Classroom management ideas abound in books, and there are some great ones that can help you get a handle on a challenging class.  

Boys Adrift by Leonard Sax is one such. Easy to access for both parents and educators, it analyses ways on which boys across the globe are becoming increasingly disengaged both at home and at school, and offers valuable insight into how we can help these boys reconnect.

Anther such book by the same author is Girls on the Edge, and I highly recommend it to any new teacher.

Teaching for the first time can be overwhelming, and classroom management ideas often look way better on paper than they do when you’re trying to implement them in your room. Sometimes it’s hard to find the time to read  these sorts of books, but it’s really, really worth it. They sometimes give you practical ideas. But most importantly, they give you insight into the way some of these kids tick.  And face it, when you’re stressed and feeling on the brink, and inclined to think that some of these kids have your number and also have it in for you, things can get a little dicey. They also help you feel that you aren’t the only one facing these challenges as a teacher. And isn’t that reason enough?

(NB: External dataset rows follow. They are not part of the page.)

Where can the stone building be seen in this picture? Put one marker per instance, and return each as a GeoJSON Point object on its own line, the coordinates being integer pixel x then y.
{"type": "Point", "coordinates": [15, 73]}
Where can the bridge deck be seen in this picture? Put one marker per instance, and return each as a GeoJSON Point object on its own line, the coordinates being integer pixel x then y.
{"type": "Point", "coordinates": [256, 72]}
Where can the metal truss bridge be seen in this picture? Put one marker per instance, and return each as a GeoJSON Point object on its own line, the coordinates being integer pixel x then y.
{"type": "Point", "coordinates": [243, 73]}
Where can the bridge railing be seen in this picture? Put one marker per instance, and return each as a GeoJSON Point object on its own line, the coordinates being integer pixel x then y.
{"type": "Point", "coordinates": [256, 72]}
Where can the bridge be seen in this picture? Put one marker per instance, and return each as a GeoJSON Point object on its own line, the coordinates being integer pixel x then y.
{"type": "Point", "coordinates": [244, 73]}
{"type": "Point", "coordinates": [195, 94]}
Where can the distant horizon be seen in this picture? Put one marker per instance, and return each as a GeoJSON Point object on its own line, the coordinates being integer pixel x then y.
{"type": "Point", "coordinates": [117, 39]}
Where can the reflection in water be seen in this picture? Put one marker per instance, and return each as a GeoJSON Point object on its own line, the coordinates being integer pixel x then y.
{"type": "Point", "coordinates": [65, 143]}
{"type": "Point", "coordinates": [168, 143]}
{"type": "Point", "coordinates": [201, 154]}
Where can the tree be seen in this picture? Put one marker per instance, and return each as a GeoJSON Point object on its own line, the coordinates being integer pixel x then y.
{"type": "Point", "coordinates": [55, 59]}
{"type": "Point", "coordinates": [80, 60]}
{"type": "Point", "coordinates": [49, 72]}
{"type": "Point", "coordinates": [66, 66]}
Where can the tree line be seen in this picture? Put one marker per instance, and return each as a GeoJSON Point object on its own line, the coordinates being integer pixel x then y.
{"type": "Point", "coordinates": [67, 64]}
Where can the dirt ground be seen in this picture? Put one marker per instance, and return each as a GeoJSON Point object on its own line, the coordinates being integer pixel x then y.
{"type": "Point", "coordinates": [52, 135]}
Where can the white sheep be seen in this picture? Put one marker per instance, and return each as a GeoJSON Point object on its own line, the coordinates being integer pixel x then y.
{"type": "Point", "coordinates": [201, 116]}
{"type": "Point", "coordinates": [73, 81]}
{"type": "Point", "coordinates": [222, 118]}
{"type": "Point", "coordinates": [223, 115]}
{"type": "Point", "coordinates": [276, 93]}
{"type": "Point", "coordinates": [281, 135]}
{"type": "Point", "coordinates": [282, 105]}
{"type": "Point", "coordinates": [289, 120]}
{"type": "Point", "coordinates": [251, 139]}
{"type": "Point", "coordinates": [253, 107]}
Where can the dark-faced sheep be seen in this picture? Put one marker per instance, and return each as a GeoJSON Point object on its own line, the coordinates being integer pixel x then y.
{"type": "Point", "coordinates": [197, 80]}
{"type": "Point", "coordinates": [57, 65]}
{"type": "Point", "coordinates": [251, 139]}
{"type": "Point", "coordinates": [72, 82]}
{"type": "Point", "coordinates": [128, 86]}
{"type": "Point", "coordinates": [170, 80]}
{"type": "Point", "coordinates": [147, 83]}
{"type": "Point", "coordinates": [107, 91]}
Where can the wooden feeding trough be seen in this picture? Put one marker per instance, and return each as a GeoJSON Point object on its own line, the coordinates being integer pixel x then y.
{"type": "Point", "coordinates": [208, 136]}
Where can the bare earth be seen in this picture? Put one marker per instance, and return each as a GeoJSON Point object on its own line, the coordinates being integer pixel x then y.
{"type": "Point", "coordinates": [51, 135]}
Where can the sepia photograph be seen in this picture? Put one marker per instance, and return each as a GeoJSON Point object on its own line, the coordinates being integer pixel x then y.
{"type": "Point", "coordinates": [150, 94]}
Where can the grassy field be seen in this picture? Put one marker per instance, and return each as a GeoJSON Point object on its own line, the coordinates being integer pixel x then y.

Boys and Girls Learn Differently by Michael Gurian is another great book to take a peek at. When you’re setting up your program and casting about for ideas, it’s good to remember that combining seat work with lots of hands-on activities will go a long way toward saving everyone’s sanity.  

Imagine being made to do something you hate and are naturally bad at. 

All day long.

Now imagine being graded on it, and having those grades presented as if they were the sum total of your worth as a person.

That’s school for many boys, and we have to change it. Most of us don’t have time to go out and campaign for this kind of change. But we can make differences each and every day at the grassroots level. So when you’re stuck wondering what new classroom management ideas might be out there, think about coming at it from the point of view that you’re trying to understand what some of these kids are up against. It helps us feel a lot more sympathetic to them.

It doesn’t mean your sympathy should let them get away with stuff you know they shouldn’t. But it helps you to begin to think about crafting your program in a way that will make learning more engaging for everyone.